La montée du FN n'est pas un motif pour éviter les réformes selon P. Moscovici

Publié le 28/02/2015 - 09:05
Mis à jour le 28/02/2015 - 09:05

Le commissaire européen aux Affaires économiques Pierre Moscovici a estimé vendredi que la montée du Front national en France, si elle inquiétait à Bruxelles, n’était cependant pas une raison d’éviter de faire des réformes.

Pierre Moscovici ©roman ©
Pierre Moscovici ©roman ©

"Oui, bien sûr c'est un sujet de préoccupation pour tous mais ce n'est pas un motif suffisant pour se donner de l'air, ça n'est pas un motif pour éviter de faire des réformes", a déclaré l'ancien ministre de l'Economie et des Finances en réponse à une question au cours d'un point de presse à Paris. "Donc, les décisions que nous avons prises le sont sur des bases objectives et heureusement parce que sinon c'est la Commission qui perdrait toute crédibilité", a-t-il poursuivi.

De vives tensions entre les commissaires européens

Deux jours après avoir accordé un délai de deux ans à la France, Bruxelles a dévoilé vendredi la trajectoire exigeante qu'elle fixe au pays, placé sous haute surveillance pour ramener son déficit public dans les clous, au prix de nouveaux efforts. La décision d'accorder à la France un nouveau délai a d'ailleurs occasionné de vives tensions entre les commissaires européens. Le vice-président de la Commission en charge de l'Euro, Valdis Dombrovkis, avait demandé mercredi des sanctions. Finalement, la solution trouvée prône la fermeté sans passer par la case sanctions.

"Tout le monde regarde la France, tout le monde regarde la montée du FN"

"Je l'ai toujours dit, je ne le cache pas, je ne suis pas pour des sanctions", a déclaré M. Moscovici. "Je trouve que les sanctions c'est toujours une erreur parce que cela montre qu'on n'a pas réussi à convaincre un pays de faire des réformes.

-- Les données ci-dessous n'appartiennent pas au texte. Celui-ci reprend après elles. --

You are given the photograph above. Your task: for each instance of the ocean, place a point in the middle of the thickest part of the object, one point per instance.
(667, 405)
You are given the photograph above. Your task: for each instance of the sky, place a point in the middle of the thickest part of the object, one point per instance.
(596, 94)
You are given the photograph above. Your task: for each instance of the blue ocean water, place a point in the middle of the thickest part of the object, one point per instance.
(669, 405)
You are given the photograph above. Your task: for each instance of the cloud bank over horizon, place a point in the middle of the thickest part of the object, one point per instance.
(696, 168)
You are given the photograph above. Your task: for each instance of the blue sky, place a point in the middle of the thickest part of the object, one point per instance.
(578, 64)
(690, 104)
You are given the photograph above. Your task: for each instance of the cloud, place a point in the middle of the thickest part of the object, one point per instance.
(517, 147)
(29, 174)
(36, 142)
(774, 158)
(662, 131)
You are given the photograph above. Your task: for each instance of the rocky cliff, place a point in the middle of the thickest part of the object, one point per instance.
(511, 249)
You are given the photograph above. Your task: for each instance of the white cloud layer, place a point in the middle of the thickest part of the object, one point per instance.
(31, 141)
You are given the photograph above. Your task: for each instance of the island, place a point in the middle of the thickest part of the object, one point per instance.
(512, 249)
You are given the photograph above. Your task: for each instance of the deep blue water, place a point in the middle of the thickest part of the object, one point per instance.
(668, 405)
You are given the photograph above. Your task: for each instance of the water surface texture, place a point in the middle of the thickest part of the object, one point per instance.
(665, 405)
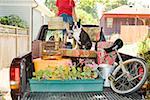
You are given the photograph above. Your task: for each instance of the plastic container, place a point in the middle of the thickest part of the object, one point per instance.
(40, 64)
(66, 85)
(106, 69)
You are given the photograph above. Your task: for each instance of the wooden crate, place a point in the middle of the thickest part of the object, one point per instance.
(51, 48)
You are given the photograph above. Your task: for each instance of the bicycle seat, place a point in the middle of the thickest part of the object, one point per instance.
(116, 45)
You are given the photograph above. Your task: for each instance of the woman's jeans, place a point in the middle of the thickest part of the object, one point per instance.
(67, 19)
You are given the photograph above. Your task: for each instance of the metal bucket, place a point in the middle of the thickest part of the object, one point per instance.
(105, 70)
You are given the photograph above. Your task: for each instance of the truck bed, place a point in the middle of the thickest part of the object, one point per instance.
(107, 94)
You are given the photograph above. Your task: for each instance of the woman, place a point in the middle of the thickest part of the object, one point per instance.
(66, 9)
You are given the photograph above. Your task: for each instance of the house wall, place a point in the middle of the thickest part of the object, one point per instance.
(117, 22)
(22, 11)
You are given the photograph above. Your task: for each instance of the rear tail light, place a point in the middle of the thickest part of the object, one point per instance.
(14, 77)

De l'autre côté cela peut provoquer un sentiment d'humiliation et (...) cela fait monter les extrêmes", a-t-il expliqué. "Tout le monde regarde la France, tout le monde regarde la montée du Front
national, tout le monde regarde la montée des extrêmes avec beaucoup d'inquiétude", a-t-il rapporté. "Il y a sans doute cet élément, il existe mais il n'est pas déterminant", a-t-il dit en réponse à une question sur le fait de savoir si ces craintes avaient incité à ne pas sanctionner la France.